Hong Kong’s Securities and Futures Commission has ordered licensed virtual asset trading platforms and internet brokers to move away from one-time passwords for customer login and device registration. The Block reported that the phaseout follows rising spoofing and account-takeover risks, with firms expected to adopt stronger authentication such as passkeys and device binding within a 12-month window.
The trading lesson is direct: account access is a risk-control layer. A sound stop-loss does not help if a compromised login can place trades, withdraw assets or change account settings before the user reacts. Crypto platforms and stock apps are converging on the same security problem because both now handle mobile-first, high-value accounts.

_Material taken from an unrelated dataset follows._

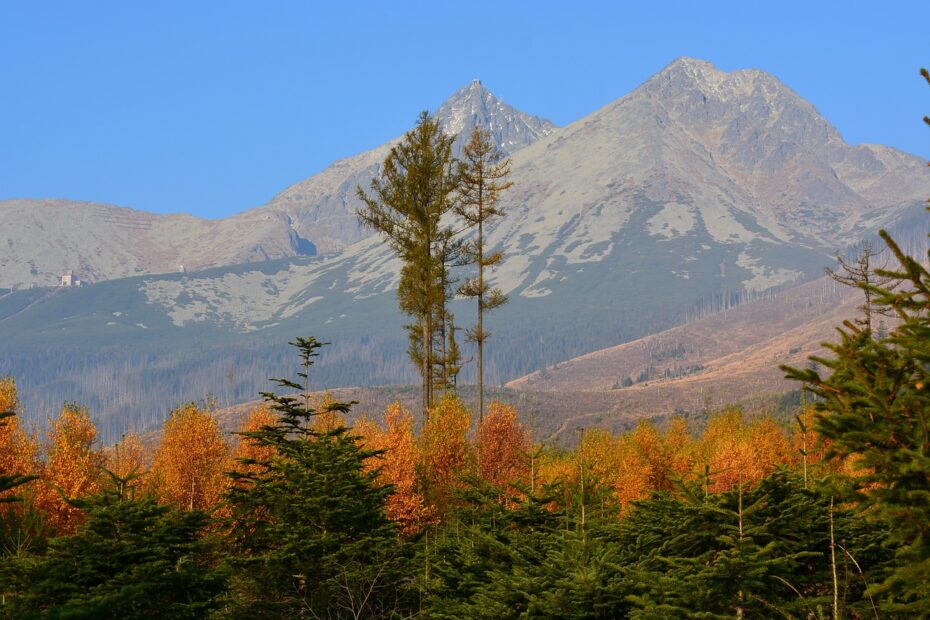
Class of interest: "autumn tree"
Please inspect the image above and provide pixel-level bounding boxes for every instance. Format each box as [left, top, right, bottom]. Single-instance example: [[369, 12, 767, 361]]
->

Users should review whether their platform supports passkeys, hardware security keys, trusted-device management, withdrawal confirmation, session logs and alerts for new devices. SMS codes are convenient, but SIM-swap and phishing attacks can make them weaker than app-based authenticators or cryptographic passkeys.
The operational habit is to treat security settings like position sizing: set them before the stress event. Keep backup codes offline, remove old devices, avoid approving login prompts you did not initiate, and separate trading capital from long-term holdings when possible.
Sources: The Block; Hong Kong SFC.
Risk notice: Stronger authentication reduces account-takeover risk but does not remove market, platform, custody or phishing risk. This article is educational and is not investment advice.